I don't know if there was any noise, because I was making lots of noise myself. Between the snow and the cursing, lol. Geez, I've shoveled twice again today. Make it stop!!!

ETA: I just remembered I gave my pup hamburger on the weekend! Argh, it's true!!! He's tasted blood!!!!


----------



## Saphire (Apr 1, 2005)

My last GSD caught and ate a bunny in our yard. Like many other posters, I heard nothing but he was too quiet. Yard looked like a huge blood bath, all that was left was the ears and toenails. My vet was not worried as at that time I was giving Heartguard which had wormers in it.


----------



## SuperG (May 11, 2013)

A raw supplier in my general area sells rabbit...and one choice is ground rabbit head...so I guess they might enjoy it.

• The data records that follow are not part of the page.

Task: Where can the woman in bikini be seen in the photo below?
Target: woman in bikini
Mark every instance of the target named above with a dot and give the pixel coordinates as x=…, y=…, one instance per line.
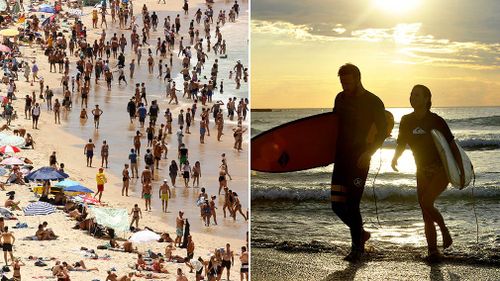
x=237, y=206
x=196, y=173
x=137, y=142
x=222, y=178
x=16, y=266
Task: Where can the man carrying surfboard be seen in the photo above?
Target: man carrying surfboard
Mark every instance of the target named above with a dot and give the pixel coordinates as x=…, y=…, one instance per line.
x=415, y=130
x=362, y=130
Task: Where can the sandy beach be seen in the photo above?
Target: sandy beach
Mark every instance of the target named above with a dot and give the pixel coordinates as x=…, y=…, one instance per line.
x=69, y=139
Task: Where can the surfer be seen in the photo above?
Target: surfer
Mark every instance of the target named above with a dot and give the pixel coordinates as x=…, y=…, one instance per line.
x=357, y=110
x=415, y=130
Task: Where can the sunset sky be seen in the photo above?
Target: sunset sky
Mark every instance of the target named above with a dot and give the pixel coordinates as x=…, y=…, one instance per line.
x=452, y=46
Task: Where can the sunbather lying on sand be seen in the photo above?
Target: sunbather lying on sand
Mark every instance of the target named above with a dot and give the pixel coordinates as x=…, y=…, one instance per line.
x=171, y=257
x=113, y=277
x=78, y=266
x=45, y=234
x=13, y=205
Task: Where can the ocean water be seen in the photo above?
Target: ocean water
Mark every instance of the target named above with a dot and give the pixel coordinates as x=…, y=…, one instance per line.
x=291, y=212
x=116, y=129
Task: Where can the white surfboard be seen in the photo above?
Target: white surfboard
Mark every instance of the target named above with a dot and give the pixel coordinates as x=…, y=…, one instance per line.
x=449, y=163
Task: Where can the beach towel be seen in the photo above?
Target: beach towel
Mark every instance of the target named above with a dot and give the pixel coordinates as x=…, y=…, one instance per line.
x=30, y=238
x=20, y=225
x=109, y=217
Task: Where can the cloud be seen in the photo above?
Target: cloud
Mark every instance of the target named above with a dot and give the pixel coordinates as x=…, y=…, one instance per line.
x=407, y=38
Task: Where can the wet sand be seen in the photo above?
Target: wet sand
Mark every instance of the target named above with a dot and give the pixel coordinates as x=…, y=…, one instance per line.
x=274, y=265
x=68, y=141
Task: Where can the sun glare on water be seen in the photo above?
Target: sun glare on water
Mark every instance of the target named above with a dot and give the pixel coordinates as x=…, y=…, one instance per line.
x=397, y=6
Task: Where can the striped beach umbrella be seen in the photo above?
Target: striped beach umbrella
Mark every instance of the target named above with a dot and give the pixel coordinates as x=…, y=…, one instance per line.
x=144, y=236
x=39, y=208
x=12, y=161
x=73, y=186
x=86, y=199
x=46, y=173
x=9, y=149
x=4, y=48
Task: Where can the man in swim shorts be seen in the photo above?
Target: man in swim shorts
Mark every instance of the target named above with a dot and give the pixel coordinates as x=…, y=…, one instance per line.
x=179, y=229
x=101, y=180
x=146, y=194
x=88, y=150
x=244, y=263
x=164, y=194
x=97, y=112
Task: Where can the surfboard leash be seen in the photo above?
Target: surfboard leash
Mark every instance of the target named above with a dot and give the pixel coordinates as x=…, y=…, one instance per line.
x=474, y=204
x=373, y=188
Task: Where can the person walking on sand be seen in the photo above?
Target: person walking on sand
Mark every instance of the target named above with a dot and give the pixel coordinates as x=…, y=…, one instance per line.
x=173, y=169
x=7, y=240
x=97, y=112
x=146, y=194
x=104, y=154
x=126, y=180
x=244, y=264
x=227, y=260
x=237, y=206
x=357, y=110
x=179, y=229
x=88, y=150
x=35, y=114
x=226, y=168
x=133, y=163
x=100, y=180
x=136, y=213
x=212, y=208
x=186, y=172
x=196, y=174
x=165, y=195
x=16, y=267
x=415, y=130
x=238, y=137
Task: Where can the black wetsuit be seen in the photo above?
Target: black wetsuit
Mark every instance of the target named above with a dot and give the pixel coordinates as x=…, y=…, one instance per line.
x=356, y=115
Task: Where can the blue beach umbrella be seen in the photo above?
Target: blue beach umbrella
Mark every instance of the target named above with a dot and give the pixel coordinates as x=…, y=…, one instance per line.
x=73, y=186
x=39, y=208
x=46, y=173
x=45, y=8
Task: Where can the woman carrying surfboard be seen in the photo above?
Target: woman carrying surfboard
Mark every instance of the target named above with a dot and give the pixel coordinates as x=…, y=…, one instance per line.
x=415, y=130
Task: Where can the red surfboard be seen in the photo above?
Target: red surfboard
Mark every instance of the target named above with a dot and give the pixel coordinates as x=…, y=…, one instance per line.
x=302, y=144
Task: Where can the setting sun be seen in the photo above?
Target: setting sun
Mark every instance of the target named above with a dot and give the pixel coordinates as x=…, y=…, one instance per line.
x=397, y=6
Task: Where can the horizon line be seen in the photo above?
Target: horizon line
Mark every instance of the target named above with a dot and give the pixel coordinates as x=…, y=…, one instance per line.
x=452, y=106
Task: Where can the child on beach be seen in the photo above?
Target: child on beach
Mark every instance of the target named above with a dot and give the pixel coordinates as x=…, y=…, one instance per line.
x=136, y=213
x=165, y=194
x=101, y=180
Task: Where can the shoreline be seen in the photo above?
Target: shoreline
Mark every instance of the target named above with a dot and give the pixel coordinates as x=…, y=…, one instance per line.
x=69, y=148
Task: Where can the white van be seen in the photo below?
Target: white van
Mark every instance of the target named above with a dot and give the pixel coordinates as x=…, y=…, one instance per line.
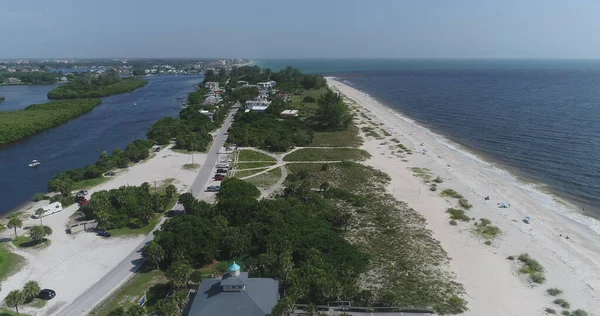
x=50, y=209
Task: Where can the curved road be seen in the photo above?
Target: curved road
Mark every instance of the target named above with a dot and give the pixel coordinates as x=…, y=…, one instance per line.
x=85, y=302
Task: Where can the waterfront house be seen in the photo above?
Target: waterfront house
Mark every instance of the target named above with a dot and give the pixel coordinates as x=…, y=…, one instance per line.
x=235, y=294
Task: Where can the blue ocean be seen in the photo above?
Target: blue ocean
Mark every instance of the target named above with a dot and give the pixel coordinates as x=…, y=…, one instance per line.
x=538, y=119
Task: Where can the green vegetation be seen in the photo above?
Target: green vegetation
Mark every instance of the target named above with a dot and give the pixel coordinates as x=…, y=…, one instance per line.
x=88, y=85
x=134, y=152
x=554, y=291
x=247, y=173
x=251, y=155
x=153, y=282
x=32, y=77
x=191, y=166
x=126, y=207
x=486, y=230
x=533, y=268
x=15, y=125
x=329, y=154
x=458, y=214
x=562, y=303
x=405, y=259
x=464, y=203
x=451, y=193
x=10, y=263
x=250, y=165
x=266, y=179
x=422, y=173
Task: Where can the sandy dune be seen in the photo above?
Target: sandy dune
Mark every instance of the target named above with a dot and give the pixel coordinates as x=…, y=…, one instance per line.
x=493, y=284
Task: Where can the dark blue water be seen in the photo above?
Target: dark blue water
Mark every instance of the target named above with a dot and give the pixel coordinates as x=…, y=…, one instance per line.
x=114, y=123
x=20, y=96
x=543, y=124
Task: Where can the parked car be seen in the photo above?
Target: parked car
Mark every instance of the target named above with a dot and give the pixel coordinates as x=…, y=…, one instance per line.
x=47, y=294
x=104, y=233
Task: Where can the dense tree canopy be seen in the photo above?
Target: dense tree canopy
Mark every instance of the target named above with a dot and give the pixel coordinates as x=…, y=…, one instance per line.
x=89, y=85
x=15, y=125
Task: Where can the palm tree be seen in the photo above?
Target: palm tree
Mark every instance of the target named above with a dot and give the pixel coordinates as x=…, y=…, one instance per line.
x=31, y=290
x=40, y=212
x=14, y=299
x=15, y=222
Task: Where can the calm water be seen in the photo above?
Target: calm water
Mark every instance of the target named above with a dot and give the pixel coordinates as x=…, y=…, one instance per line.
x=538, y=118
x=21, y=96
x=114, y=123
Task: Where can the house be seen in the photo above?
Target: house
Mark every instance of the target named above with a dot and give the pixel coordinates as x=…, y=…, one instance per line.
x=235, y=294
x=289, y=113
x=212, y=85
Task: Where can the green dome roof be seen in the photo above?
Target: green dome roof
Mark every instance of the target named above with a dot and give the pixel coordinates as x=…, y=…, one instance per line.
x=234, y=267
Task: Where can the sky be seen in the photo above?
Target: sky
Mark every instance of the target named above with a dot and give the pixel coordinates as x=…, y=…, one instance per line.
x=299, y=29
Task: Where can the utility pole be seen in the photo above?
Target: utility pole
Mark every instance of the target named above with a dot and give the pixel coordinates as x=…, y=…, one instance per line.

Doggiedad's comment about hearing it is most certainly my experience....first time my pooch caught a rabbit, I thought a baby was being killed...it was crazy loud and amazing a little wabbit can make such sounds. I do know they use a rabbit in distress sound to call in coyotes. If you have never heard a rabbit making this sound, you will be blown away the first time you do.

I used to have a plague of rabbits in my fenced in backyard years ago, they'd eat everything pretty much. Then a new sheriff showed up....no more rabbits.


SuperG


----------



## Blanketback (Apr 27, 2012)

I'm not very happy with the rabbits right now. They've girdled our apples trees and one was just starting to bear fruit last year. Very very unhappy. I guess it's all this stinking snow, since they've left them alone for the past 2 winters. Boooo. 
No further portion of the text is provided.